‘A lily white duck came and gobbled him up.’
Pray apply the moral. Had the said frog had his mind cultivated, and had he been acquainted with nature, he would not have engaged in a thoughtless courtship, that could have no good end, nor have disobeyed the voice of experience, and so met with the fate that awaited him. You may now go on your walk; and if a common frog cannot interest you, take care of the lily white duck.”
B.
GARDENS FOR THE LABOURING CLASSES.
BY MARTIN DOYLE.
The advantage which the working man, possessed of a little patch of land at a moderate rent, has over him who is without any, or holds it at a rate greatly above its value (a common case with the Irish labourer), can only be fully understood by those who have narrowly observed in England the respective conditions of the field labourer, with his allotment of a rood or half a rood of garden, and the workman in a town factory. It is very obvious that the garden gives healthful recreation to the family, young and old, who have always some little matter to perform in it, and if they really like the light work of cultivating kitchen vegetables, fruits and flowers, they combine pleasure with profit. Here is something on which they can always fall back as a resource if a day’s work for hire is interrupted—they can make up at home for so much lost time—the children have something rational and useful to do, instead of blackguarding about roads and streets—they help to raise the potatoes and cabbages, &c., which with prudent management materially assist their housekeeping.
The benefits which have arisen to the labourer and all the rural poor in England who have obtained from ten to forty perches of garden from land-proprietors or farmers, or those who have the privilege of encroaching upon commons for the purpose, is truly surprising. Much of this is attributable to the exertions of the London Labourers’ Friend Society, who, in an age when party violence divides man from his fellows, and excites from some quarter or other opposition to every system designed for the common good, have quietly but steadily pursued their own way.
I have had occasion more than once to press upon the attention of those who have the disposal of land in Ireland, the great benefits which would result to our poor if they would act upon the principle which actuates this benevolent society; and strange though it be, the fact is, that some landlords possessing estates both in England and Ireland are at pains to secure to the English labourer advantages which they take no trouble to provide for the labourer on the soil of Ireland.
I have referred to the principle which guides the society. It is, that the labouring classes should have such allotment of land as will not interfere with their general course of fixed labour, nor render them at all independent of it, but merely give them employment during those hours which they have at command in the intervals of their more profitable occupations. I have myself seen innumerable instances of the happy effects of giving to the labourer or little mechanic even half a rood of land, which he generally has in the highest state of productiveness, and from it his table is frequently supplied; while gooseberry and currant trees, in luxuriant bearing, and flowers close to the road, and without a higher fence than a paling or hedge three feet high, attest the high degree of honesty and decorum which the habit of having such productions in this unprotected way undoubtedly generates.

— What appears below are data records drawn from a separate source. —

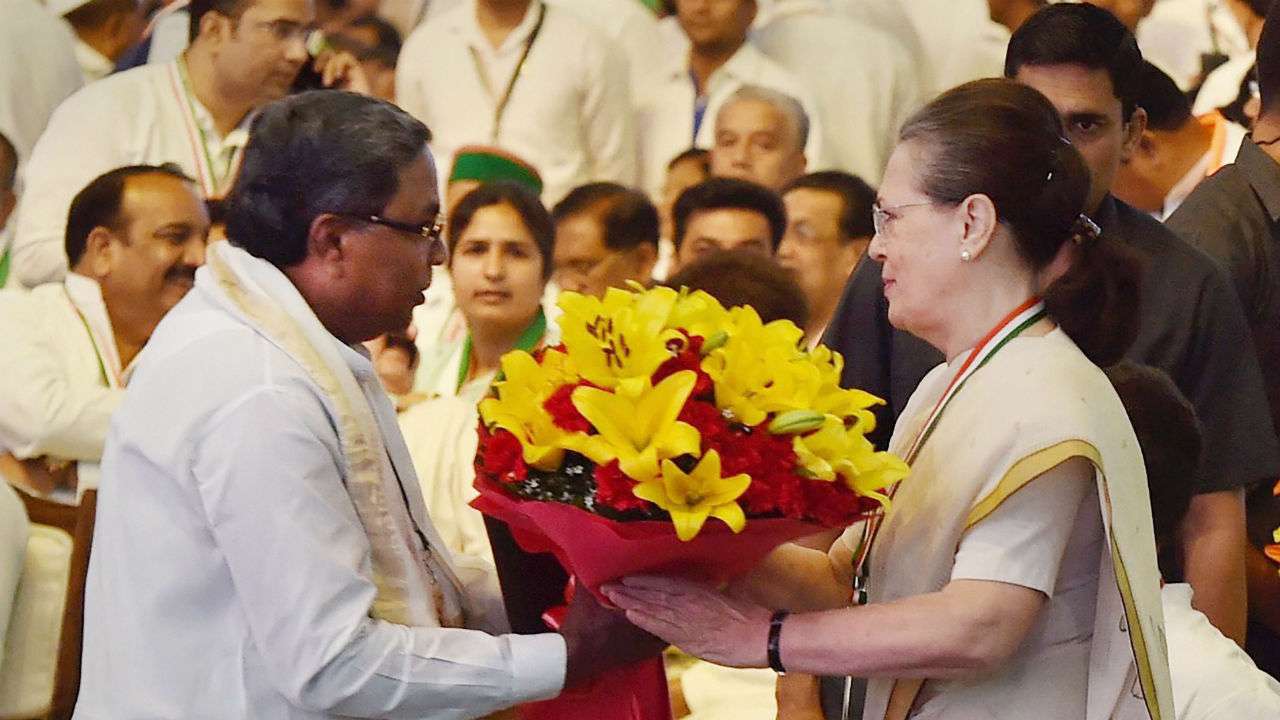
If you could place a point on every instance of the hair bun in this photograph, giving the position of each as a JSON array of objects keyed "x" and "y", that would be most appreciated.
[{"x": 1084, "y": 231}]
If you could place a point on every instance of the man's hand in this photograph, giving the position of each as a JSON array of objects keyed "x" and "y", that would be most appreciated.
[
  {"x": 342, "y": 71},
  {"x": 599, "y": 639}
]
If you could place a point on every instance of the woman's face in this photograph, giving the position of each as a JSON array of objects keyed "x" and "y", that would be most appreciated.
[
  {"x": 918, "y": 241},
  {"x": 497, "y": 269}
]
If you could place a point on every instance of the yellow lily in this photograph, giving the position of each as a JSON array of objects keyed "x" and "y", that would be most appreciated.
[
  {"x": 835, "y": 451},
  {"x": 691, "y": 497},
  {"x": 760, "y": 368},
  {"x": 621, "y": 338},
  {"x": 698, "y": 314},
  {"x": 638, "y": 429},
  {"x": 519, "y": 405}
]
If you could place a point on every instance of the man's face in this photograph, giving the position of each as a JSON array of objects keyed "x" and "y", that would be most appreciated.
[
  {"x": 261, "y": 53},
  {"x": 1093, "y": 118},
  {"x": 585, "y": 264},
  {"x": 716, "y": 23},
  {"x": 814, "y": 249},
  {"x": 1147, "y": 177},
  {"x": 725, "y": 228},
  {"x": 150, "y": 261},
  {"x": 388, "y": 269},
  {"x": 754, "y": 141},
  {"x": 680, "y": 177},
  {"x": 1128, "y": 12}
]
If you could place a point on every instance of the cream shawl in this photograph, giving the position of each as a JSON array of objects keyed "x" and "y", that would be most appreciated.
[
  {"x": 1034, "y": 405},
  {"x": 415, "y": 586}
]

The local poor-rates have in all instances been greatly lessened by this mode of enabling labourers to help themselves; and if in this country the compulsory system of providing food or employment for the sick or hungry poor had prevailed long ago as in England, the landlords would have found means to guard against those dreadful realities of destitution with which we have been familiarized. Not that it is desirable to give a very open invitation to the parish manger, for this destroys the feeling of self-dependence and weakens the motives to economy and industry. But there should have long since been more practical exertion to place the labourer within reach of reasonable comforts.
What are the circumstances of tens of thousands of working people in the great manufacturing towns of Great Britain, in which no land can be given to them? Families so circumstanced wear out their health and existence in unvarying labour—not requiring much immediate exertion of strength, it is true; but wearisome from its continued sameness, which gives no exercise whatever to the mind.